I’m angry at my father for not supporting me as a child
I’ve been a Christian for five years – I’m now 27 – and whilst serving God has changed my life, there are still aspects of my personality that need work. I have major anger issues with my father. He didn’t support my brother and I as children, and we only saw him sporadically. What angers me the most, however, is that my father is the perfect father to my step-siblings, aged 16 and 18 respectively, and I wonder why he couldn’t have been like that to me. When I think about my father, it makes me so angry that I punch the wall or break things. God has been telling me I need to deal with my anger, but I don’t know how to.
Esther Fenty says
When used rightly, anger spurs us on to accomplish great things in the name of justice, eg. Rosa Parks, Martin Luther King Jr, etc. I am also reminded of a saying of Aristotle: ‘To be angry with the right person and to the right degree and at the right time and for the right purpose, and in the right way – that is not easy’. It is therefore not surprising that your feelings of rejection and of abandonment by your father have turned to anger and are spiralling out of control whenever you see him in his new role with your half-siblings.
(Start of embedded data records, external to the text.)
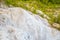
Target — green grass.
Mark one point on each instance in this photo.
(49, 9)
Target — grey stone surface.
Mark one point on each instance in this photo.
(18, 24)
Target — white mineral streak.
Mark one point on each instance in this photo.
(18, 24)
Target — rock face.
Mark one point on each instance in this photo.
(19, 24)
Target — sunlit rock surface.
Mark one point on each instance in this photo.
(18, 24)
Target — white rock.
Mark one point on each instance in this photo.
(18, 24)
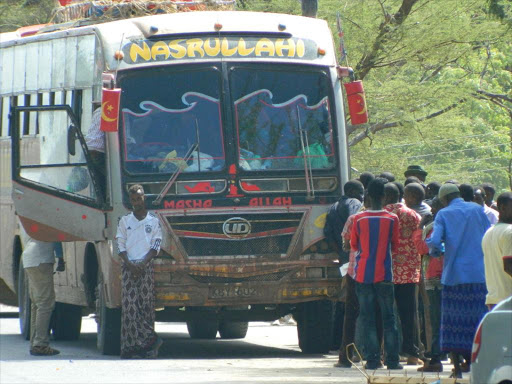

There is a fine line between anger and sin, and the Bible admonishes us to be angry without sinning. You are still growing in faith, and it will take time to deal with your feelings. As a first step, bring all your feelings about your father to your Heavenly Father in prayer; ask the Holy Spirit to help you to forgive him, and allow God to heal you. If the prayerful support of friends is not available or not enough, you may need to investigate Christian counselling.
Talking to your father might also help you to understand him, and to develop a relationship with him. His ‘perfection’ as a father may have come with maturity.